As we can see, not only is this a slight downward trend, but the gap between Rwork and Rfree has decreased on each cycle, which suggests there has been a reduction in overfitting.

The R factors in Vagabond are always inflated over the values reported through atomic coordinate refinement, although this will go down in the future. The original deposition states R factors of 17.7/21.3%. However, Vagabond uses significantly fewer parameters than in conventional atomic models. If you check the top of the log file, you will see that Vagabond uses 1998 parameters to describe this protein (which has 1451 protein atoms).
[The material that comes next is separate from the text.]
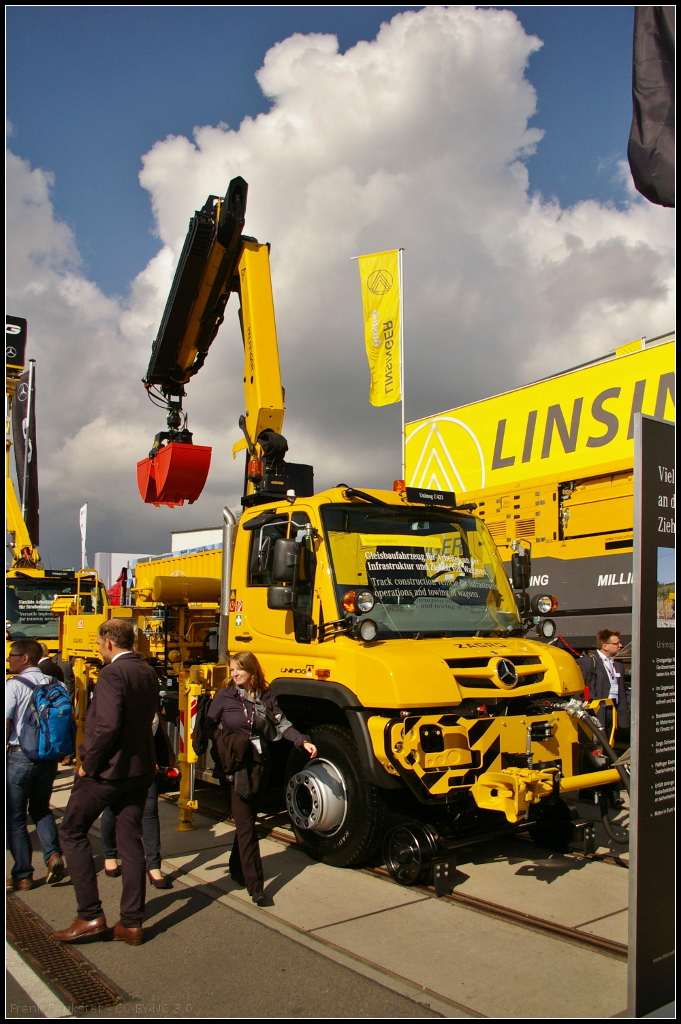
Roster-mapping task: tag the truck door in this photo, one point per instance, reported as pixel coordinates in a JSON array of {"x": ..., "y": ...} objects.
[{"x": 259, "y": 622}]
In the GUI, you can open the current model and data in Coot from the Model > Open in Coot option from the drop down menu. This will also open the ensemble, described as is done for an NMR model. Note that although Vagabond produces an ensemble, there is no evidence, at present, to suggest that the atoms within the individual strands of the ensemble are fully correlated with each other as displayed in the ensemble. Therefore, the ensemble should only be considered as a complete unit, and no analysis of correlation of atom movements within an individual strand should be used to support a biological argument.

* Colour-blind and angry at this colour scheme? So am I. I'd love to come up with a visual cue which works for everyone. I have tried to keep the green light and the red dark to help distinguish on brightness instead of hue, but I am happy to hear suggestions.